Remembering the forgotten: BBC’s darkest, most offensive show


We are entering an age where we are able look back on the early 2000’s with nostalgia. There are themed club nights, themed Spotify playlists, distinct fashions that we are only now beginning to recycle. We are able to do this because we recognise that the 2000s were a different time with a fundamentally different moral and aesthetic sensibility. But not everything survives this paradigm shift, and there are cultural artefacts that will be left out of the noughties renaissance. One of these is Monkey Dust, a late-night BBC Three animated sketch show that the BBC would rather you forgot.
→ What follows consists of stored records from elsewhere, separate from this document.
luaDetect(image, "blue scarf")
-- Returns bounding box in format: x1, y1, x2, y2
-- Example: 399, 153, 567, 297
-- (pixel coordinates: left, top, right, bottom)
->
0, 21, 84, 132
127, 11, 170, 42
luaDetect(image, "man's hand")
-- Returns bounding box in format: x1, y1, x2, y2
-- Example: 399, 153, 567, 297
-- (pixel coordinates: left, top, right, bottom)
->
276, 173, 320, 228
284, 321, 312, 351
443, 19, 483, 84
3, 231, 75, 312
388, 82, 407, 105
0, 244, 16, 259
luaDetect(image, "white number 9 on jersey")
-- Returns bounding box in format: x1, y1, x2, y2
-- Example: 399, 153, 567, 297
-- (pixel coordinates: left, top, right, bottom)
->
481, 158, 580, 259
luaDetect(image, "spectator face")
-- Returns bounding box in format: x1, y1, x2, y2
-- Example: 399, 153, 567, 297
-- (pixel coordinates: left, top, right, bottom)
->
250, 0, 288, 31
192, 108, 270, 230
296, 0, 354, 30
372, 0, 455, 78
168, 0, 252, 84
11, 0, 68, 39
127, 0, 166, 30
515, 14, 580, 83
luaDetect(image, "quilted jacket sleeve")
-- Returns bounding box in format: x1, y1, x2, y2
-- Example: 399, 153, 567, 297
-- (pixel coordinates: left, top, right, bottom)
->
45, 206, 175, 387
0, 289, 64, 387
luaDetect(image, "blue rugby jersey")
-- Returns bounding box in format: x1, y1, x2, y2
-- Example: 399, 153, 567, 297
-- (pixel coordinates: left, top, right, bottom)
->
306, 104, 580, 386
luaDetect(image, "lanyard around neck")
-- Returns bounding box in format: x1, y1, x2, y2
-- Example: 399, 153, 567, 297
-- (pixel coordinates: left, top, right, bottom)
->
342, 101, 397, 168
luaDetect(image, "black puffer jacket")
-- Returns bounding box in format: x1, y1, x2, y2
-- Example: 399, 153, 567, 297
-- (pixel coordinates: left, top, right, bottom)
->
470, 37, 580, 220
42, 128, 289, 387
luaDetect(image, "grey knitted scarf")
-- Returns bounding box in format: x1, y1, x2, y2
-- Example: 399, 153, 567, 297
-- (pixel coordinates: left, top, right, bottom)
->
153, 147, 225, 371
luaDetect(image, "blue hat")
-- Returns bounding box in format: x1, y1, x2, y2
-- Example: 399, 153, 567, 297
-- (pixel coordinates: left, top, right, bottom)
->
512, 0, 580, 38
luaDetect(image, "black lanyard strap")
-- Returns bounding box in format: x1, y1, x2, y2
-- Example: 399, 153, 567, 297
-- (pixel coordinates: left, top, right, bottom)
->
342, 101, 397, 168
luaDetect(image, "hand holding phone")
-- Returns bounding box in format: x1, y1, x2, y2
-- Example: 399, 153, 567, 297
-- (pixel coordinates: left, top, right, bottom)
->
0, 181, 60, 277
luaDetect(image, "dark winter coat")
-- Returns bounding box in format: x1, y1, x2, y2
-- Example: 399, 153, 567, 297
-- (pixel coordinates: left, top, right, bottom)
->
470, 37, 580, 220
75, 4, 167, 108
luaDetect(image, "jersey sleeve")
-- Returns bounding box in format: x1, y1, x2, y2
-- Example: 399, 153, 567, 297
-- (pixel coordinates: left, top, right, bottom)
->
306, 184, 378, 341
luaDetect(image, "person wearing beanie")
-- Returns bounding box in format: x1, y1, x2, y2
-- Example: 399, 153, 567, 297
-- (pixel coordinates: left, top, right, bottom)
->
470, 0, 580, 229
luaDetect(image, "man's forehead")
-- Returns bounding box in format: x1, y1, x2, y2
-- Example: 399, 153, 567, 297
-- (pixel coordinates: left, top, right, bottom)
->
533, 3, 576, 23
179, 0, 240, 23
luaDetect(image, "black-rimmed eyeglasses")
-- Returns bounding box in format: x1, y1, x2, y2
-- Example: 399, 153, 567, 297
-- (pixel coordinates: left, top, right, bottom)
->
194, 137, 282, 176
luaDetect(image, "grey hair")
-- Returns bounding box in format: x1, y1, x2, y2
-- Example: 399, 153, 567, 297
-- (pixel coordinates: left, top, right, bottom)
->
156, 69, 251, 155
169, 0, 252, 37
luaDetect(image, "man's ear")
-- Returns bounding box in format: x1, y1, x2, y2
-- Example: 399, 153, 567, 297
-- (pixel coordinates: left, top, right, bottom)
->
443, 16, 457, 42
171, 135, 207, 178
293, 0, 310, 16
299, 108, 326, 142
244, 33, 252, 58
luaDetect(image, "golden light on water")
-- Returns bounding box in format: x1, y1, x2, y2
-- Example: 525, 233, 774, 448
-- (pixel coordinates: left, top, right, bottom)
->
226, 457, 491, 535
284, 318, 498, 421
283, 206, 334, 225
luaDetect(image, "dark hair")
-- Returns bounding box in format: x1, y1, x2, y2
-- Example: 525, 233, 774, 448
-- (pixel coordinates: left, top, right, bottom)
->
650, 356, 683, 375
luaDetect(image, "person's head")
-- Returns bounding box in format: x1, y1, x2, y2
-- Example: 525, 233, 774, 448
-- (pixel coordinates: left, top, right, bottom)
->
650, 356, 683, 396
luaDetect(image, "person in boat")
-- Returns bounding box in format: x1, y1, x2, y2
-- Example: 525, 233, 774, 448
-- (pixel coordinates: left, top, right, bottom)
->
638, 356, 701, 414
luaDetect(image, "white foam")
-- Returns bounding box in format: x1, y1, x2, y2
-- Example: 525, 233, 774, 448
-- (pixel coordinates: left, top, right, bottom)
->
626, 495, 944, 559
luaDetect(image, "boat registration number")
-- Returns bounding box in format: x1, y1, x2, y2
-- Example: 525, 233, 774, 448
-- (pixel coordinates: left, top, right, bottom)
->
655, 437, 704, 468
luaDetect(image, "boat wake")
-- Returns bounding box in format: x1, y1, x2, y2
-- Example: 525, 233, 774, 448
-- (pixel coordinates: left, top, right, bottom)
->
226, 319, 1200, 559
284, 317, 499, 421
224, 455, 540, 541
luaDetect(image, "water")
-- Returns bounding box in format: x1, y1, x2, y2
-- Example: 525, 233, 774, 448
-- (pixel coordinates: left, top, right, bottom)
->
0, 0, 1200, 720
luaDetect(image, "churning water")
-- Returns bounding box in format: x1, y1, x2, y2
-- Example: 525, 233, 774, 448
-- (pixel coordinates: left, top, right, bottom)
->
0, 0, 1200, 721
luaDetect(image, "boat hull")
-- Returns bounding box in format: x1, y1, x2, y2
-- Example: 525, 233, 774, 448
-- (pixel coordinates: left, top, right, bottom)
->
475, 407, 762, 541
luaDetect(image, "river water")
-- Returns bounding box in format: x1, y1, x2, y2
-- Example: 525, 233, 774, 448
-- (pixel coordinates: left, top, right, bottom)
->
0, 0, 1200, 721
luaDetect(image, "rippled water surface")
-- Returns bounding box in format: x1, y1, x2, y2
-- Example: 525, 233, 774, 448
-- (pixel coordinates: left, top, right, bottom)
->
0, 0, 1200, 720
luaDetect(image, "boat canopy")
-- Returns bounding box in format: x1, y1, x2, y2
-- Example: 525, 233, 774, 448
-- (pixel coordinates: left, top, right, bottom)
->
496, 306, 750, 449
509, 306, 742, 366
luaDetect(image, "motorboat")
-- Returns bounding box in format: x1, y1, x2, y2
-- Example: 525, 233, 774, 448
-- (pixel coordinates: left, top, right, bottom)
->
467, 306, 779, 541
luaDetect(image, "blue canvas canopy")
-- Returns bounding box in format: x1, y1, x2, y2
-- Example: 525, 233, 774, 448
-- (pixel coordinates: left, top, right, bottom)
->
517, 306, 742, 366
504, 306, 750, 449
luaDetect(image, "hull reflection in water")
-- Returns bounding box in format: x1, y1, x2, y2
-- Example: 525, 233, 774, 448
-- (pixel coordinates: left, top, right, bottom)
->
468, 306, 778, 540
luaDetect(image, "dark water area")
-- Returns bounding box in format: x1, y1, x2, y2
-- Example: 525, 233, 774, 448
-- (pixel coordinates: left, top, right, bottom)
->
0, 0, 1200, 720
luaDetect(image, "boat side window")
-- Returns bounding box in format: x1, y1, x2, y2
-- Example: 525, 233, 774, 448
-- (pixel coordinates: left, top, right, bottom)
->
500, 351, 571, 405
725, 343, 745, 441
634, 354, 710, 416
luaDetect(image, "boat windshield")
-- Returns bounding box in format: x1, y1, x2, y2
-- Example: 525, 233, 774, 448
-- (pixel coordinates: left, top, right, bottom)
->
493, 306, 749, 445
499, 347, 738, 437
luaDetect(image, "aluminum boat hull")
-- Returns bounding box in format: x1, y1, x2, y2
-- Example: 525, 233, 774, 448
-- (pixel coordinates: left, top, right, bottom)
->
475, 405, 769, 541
Whilst on the surface, Monkey Dust is an ugly cartoon sketch show that hasn’t aged well, it is far more significant. It is self-aware in its vulgarity, poking fun at the worst aspects of society in hilarious callousness treading where no contemporary comedy would dare. The show first aired from 2003 to 2005 and has not been aired on screens since, likely because most sketches portray sexism, racism, and just about anything that would result in a Twitter uproar. As a result, the series has been relinquished to the dark unmoderated corners of YouTube.

Needless to say, it would never be made today.

So what makes it so tasteless? Many recurring characters are vulgar stereotypes such as Jeff the “first time cottager” whose desperate attempts to engage in homosexual acts always end in comic misfortune. Many jokes make light of now sensitive issues like the two rubbish terrorists who go from planning their suicide in the name of Jihad to discussing trash TV and eating Findus crispy pancakes:

Who do you think will win stars in their eyes Omar?”

“They will all die in a sea of blood”

“Shall I not bother voting then?”

It is easy to accuse the show of racism but it is careful never to take sides; just as it lampoons Islamic Fundamentalism, it tears apart whitewashed Richard Curtis films for being dominated by posh trust fund babies, comically implying that all ethnic characters are forcibly removed to preserve the aura so that a cartoon Hugh Grant can prance around as his irritatingly oblivious self. This is where the brilliance of Monkey Dust lies. The show drags everyone down to its level of cynicism and pessimism to deconstruct the hidden side of contemporary morality and all its hypocrisy, always doing so with genuine wit and insight. There are sketches mocking taking shots at self-important cyclists (portrayed as alien-human hybrids who boast about being environmentally friendly whilst wearing Lycra clothes from a sweat shop), trigger happy Hollywood movies that are overtly racist, and Middle Class moralists who condemn prostitution whilst secretly harbouring paedophilic desire (watch a sketch called House Call if you dare.)

Needless to say, it would never be made today. The humour is too crass and runs the risk of causing offence despite many jokes still being painfully relevant. Another recurring gag highlights the NHS being depressingly underfunded to equally comic and tragic effect. But looking back at Monkey Dust is a strangely nostalgic experience despite the fact the show lavishes in the darkest aspects of society. The last thing its creators wanted is to make viewers long for the world it caricatures; but the show came from a Britain that hadn’t undergone the 7/7 bombings or Operation Yewtree, and consequently didn’t realise the horrors of terrorism or know the full extent of paedophilia in the entertainment industry. This is clear to see in how callous the show’s creators are in mocking these issues: nothing is too tragic that it cannot be laughed at. The same cannot be said today.

Monkey Dust is truly a relic from a lost time. It can tell us more about our society today than any pseudo political comedian ever could.